In the face of increasingly stringent environmental protection policies, as well as the country’s determination to vigorously develop a green economy and a low-carbon economy. In this paper, the kinetic behavior of industrial lignin produced in the pulp and paper industry as a reducing agent to reduce iron ore powder was studied.

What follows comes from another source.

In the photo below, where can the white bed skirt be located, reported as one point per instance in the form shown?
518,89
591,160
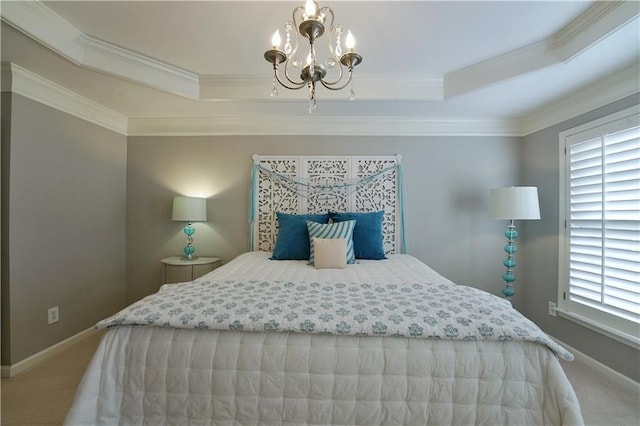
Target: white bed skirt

The following conclusions are obtained:

(1)

Under the same carbon–oxygen molar ratio, the activation energy of iron ore powder reduction by pulverized coal (16.81~123.10 kJ·mol⁻¹) is higher than that of industrial lignin (14.21~40.75 kJ·mol⁻¹). Industrial lignin is expected to be used as a reducing agent in the ironmaking process. The process of iron ore powder reduction by industrial lignin and pulverized coal conforms to the one-dimensional Jander model, and the kinetic equation is $G\left(\alpha \right)={\alpha }^2$.

(2)

According to the thermogravimetric curves of iron ore powder reduced by different reductants (LA, SM, and IL) and the change in CO content in the reduction process, the reduction temperature ranges of LA, SM, and IL reduced iron ore powder were determined to be 850~1100 °C, 850~1100 °C, and 800~1020 °C, respectively.

(3)

Under the condition of ensuring both sufficient reduction and reduction efficiency, the optimum carbon–oxygen molar ratio for the reduction of iron ore powder by industrial lignin is 1.2.